Being a guy is awesome, but when your penis starts thinking for you, it can lead to disaster. Such is the case with Dead or Alive Xtreme 2, as yesterday my manhood told me "Hey, this booth girl is pointing you to DOAX2. We should play it." The gelatinous jiggle fest of bikini filled mini-games from Team Ninja was given plenty of room at TGS and the lines were short, if not nonexistant.
After suffering through the same volleyball game I paid $50 for in 2004 (and losing), we decided to give the other aspects a shot. I was already creeped out by the sloppy boob physics but decided to dig deeper.

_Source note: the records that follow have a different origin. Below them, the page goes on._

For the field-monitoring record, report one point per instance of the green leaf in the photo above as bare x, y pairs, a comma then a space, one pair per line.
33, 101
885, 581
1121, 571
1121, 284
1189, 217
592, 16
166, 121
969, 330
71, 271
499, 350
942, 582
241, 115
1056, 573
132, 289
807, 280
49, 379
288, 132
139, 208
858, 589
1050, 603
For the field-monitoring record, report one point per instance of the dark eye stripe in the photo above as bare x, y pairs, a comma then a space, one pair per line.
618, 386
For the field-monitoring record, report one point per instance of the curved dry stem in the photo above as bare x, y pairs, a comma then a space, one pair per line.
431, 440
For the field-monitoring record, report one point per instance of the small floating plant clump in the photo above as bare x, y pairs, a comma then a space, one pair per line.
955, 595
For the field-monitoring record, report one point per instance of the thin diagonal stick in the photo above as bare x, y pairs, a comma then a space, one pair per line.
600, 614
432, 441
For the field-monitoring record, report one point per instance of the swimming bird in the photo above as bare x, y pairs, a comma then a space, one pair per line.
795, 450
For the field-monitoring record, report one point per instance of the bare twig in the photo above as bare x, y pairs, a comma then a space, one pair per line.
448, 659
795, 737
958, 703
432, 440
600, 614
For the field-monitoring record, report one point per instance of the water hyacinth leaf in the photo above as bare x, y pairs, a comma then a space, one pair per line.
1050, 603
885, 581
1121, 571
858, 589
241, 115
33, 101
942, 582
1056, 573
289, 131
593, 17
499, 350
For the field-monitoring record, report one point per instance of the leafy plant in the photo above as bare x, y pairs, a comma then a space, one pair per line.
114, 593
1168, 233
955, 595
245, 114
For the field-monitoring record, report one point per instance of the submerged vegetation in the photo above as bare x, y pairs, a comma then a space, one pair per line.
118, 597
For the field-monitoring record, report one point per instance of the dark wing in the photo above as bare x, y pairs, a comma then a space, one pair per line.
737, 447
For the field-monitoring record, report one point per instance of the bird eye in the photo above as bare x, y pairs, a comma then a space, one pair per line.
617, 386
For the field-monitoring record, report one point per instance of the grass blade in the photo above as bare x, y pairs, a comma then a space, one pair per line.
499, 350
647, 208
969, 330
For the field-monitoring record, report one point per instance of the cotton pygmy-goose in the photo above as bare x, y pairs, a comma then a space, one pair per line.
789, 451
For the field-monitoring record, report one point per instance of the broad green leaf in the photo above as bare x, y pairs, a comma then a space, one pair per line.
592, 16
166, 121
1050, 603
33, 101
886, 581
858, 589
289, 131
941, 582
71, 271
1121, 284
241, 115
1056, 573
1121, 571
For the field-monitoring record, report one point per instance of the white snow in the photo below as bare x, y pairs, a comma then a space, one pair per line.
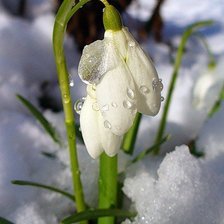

The jet skiing portion was passable, but the controls were difficult to get a hang of. My brain was starting to tell my crotch "We really need to get out of here and play something worthwhile." Penis responded "Wait, there's a game where you stand on a raft and bump your bottom against the other girl." We compromised to stay for a few more rounds of playtesting.
The butt bumping mini-game was next. Jerk the analog stick back and forth and knock the other bikini clad fighter into the water. Yeah. But we soldiered on to the tug of war bits. Also mildly entertaining for about 2 minutes. Then, the running game. Lay down in the sand, get a good cleavage shot, then whack on the A button to run faster.
Starting to sound like Track & Field for the NES? You might be on to something.
The game seems as shallow as the first, but with better character models, more to do and one new girl to ogle. Maybe there's more depth here than 10 minutes of play can glean, but I hope my brain wins the purchasing war with this one.